我的笔记本电脑有 4 个逻辑处理器(两个物理处理器);逻辑 CPU 1 和 2 映射到核心 1,逻辑 CPU 3 和 4 映射到核心 2(使用 GetLogicalProcessorInformation()
进行验证)。
我在计算机上用两个线程运行了一个多线程矩阵乘法程序。第一次,我使用 SetProcessAffinityMask(hProcess, 0x5)
(这意味着逻辑处理器 1 和 3),而第二次我使用 SetProcessAffinityMask(hProcess, 0xA)
(逻辑处理器2 和 4)。
事实证明,第一个版本的速度大约是第二个版本的两倍,就好像我从来没有对第二个版本进行多线程处理一样。
有谁猜测为什么会发生这种情况?
测量值:
插入电源(完整的 CPU):
- 亲和力掩码:0x3 (0011b)、9 gflop/s
- 亲和力掩码:0x5 (0101b)、17 gflop/s
- 亲和力掩码:0x6 (0110b)、17 gflop/s
- 亲和力掩码:0x9 (1001b)、9 gflop/s
- 亲和力掩码:0xA (1010b)、9 gflop/s
- 亲和力掩码:0xC (1100b)、9 gflop/s
使用电池(降频):
- 亲和力掩码:0x3 (0011b)、5 gflop/s
- 亲和性掩码:0x5 (0101b)、10 gflop/s
- 亲和力掩码:0x6 (0110b),10 gflop/s
- 亲和力掩码:0x9 (1001b)、5 gflop/s
- 亲和力掩码:0xA (1010b),2 gflop/s (--> 非常有趣,为什么使用电池时速度会减半,而使用交流电时速度会正常?!这个速度在 1.5-2.5 gflop/s 之间变化很大,与其他速度不同。)

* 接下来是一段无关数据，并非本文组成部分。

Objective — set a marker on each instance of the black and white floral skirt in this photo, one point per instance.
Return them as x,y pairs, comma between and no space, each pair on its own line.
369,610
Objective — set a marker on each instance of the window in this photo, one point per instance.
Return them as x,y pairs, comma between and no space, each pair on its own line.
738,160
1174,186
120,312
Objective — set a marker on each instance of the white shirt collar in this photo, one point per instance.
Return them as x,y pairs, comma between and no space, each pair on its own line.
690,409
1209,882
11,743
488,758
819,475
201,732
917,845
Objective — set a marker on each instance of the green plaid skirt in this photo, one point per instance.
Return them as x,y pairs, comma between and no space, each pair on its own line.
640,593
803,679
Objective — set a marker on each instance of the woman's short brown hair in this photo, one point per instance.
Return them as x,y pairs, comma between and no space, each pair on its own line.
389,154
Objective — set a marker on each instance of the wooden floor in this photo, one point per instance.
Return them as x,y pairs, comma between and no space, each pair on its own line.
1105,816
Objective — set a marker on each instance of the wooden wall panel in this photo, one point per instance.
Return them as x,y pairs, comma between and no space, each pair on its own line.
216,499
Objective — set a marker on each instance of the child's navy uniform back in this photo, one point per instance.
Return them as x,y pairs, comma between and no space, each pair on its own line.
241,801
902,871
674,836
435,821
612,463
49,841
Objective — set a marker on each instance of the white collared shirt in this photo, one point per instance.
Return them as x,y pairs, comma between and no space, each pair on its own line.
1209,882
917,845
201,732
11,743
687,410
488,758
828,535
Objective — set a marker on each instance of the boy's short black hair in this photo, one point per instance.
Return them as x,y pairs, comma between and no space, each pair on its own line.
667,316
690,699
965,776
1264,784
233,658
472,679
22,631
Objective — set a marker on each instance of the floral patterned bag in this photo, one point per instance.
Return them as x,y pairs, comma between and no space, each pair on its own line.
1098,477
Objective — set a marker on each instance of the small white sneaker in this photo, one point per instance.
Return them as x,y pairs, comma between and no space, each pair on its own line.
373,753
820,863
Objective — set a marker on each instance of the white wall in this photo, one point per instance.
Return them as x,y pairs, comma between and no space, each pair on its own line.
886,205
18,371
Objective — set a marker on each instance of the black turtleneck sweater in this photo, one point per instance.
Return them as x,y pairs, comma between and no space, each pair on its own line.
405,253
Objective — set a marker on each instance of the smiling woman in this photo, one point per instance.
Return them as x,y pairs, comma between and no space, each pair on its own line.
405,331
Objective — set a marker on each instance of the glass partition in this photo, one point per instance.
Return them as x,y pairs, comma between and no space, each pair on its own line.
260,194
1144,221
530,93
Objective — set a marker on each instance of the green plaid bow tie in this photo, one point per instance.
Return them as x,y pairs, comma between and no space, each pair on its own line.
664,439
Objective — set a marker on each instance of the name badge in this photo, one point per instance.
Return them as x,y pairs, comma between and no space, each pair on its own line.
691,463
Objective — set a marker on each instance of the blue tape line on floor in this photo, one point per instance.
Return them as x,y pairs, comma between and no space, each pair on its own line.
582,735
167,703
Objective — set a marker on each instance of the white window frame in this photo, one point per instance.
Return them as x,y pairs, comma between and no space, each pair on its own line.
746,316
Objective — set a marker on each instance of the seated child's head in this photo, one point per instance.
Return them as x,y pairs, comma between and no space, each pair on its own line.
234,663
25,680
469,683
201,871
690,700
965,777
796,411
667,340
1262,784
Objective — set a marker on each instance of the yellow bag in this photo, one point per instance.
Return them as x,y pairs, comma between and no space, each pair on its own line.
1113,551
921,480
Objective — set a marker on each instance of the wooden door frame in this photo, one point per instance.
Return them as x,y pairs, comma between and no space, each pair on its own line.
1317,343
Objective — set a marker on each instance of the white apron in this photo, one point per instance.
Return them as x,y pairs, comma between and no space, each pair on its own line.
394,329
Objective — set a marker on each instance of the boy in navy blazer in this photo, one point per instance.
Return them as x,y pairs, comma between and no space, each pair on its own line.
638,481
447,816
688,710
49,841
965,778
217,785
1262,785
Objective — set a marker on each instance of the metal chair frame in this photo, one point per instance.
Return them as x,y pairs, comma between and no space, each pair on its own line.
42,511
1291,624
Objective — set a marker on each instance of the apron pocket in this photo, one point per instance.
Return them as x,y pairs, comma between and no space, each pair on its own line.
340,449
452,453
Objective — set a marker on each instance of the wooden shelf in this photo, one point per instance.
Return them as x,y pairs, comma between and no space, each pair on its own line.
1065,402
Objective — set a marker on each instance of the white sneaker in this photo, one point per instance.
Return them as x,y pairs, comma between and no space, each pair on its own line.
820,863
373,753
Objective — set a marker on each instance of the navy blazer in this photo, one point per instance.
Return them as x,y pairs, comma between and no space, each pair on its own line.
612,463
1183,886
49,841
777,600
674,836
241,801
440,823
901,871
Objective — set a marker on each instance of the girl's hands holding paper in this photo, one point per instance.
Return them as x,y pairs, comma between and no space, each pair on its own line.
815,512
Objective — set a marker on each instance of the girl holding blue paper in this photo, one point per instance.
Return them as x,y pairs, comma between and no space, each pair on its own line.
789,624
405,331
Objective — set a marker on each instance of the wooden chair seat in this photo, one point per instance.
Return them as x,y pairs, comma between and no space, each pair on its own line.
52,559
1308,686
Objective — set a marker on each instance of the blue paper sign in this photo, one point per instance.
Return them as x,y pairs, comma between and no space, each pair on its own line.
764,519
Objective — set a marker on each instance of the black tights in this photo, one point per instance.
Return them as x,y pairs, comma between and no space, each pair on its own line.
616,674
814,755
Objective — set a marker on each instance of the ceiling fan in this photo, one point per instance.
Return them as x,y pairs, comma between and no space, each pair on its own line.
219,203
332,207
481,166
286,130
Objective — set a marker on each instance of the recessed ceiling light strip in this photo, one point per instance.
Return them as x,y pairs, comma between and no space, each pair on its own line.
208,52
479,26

- 亲和力掩码:0xC (1100b),5 gflop/s
这是否意味着第四个逻辑 CPU 没有执行任何操作 (!)?(带有第四个 CPU 集掩码的所有操作都很慢。)
更新:
我刚刚在高性能配置文件上运行了同样的事情使用电池。结果不一致:这次,掩码 5、6 和 10 获得了 2 倍加速,但掩码 12 没有加速。我将尝试在交流电源上再次运行测试,但最终看起来是这样的结果是电源管理、Turbo Boost、调度不一致等的组合,而且它比我之前想象的更难测量。 :(
My laptop has 4 logical processors (two physical); logical CPUs 1 and 2 map to core 1, and logical CPUs 3 and 4 map to core 2 (verified with GetLogicalProcessorInformation()
).
I ran a multithreaded matrix multiplication program on my computer with two threads. The first time, I used SetProcessAffinityMask(hProcess, 0x5)
(which means logical processors 1 and 3) while the second time I used SetProcessAffinityMask(hProcess, 0xA)
(logical processors 2 and 4).
It turned out that the first version was about twice as fast as the second version, as though I'd never multithreaded the second version anyway.
Does anyone have any guesses as to why this might be happening?
Measurements:
Plugged in (full CPU):
- Affinity mask: 0x3 (0011b), 9 gflop/s
- Affinity mask: 0x5 (0101b), 17 gflop/s
- Affinity mask: 0x6 (0110b), 17 gflop/s
- Affinity mask: 0x9 (1001b), 9 gflop/s
- Affinity mask: 0xA (1010b), 9 gflop/s
- Affinity mask: 0xC (1100b), 9 gflop/s
On battery (clocked down):
- Affinity mask: 0x3 (0011b), 5 gflop/s
- Affinity mask: 0x5 (0101b), 10 gflop/s
- Affinity mask: 0x6 (0110b), 10 gflop/s
- Affinity mask: 0x9 (1001b), 5 gflop/s
- Affinity mask: 0xA (1010b), 2 gflop/s
(--> Very interesting, why half speed when on battery but normal speed on AC?! this one varies a lot between 1.5-2.5 gflop/s, unlike the others.) - Affinity mask: 0xC (1100b), 5 gflop/s
Does this imply that the fourth logical CPU is not doing anything (!)? (Everything with the mask for the fourth CPU set is slow.)
Update:
I just ran the same thing on the High Performance profile on batteries. The results are inconsistent: This time, I got 2x speedup for the masks 5, 6, and 10, but there was no speedup for mask 12. I'll try to run the tests again on AC power, but ultimately it seems like this result is a combination of power management, Turbo Boost, scheduling inconsistencies, etc., and it's more difficult to measure than I previously thought. :(
如果你对这篇内容有疑问,欢迎到本站社区发帖提问 参与讨论,获取更多帮助,或者扫码二维码加入 Web 技术交流群。
绑定邮箱获取回复消息
由于您还没有绑定你的真实邮箱,如果其他用户或者作者回复了您的评论,将不能在第一时间通知您!
发布评论
评论(4)
SetProcessAffinityMask() 不保证每个核心都有一个线程;只是您拥有的线程将在您允许的核心上运行。
也许操作系统的调度方式不同。
另外,我很惊讶 1 和 2 位于核心 1 上。通常,逻辑处理器编号在物理核心上交错,以提供固有的负载平衡。我希望 1 和 3 位于核心 1 上,2 和 4 位于核心 2 上。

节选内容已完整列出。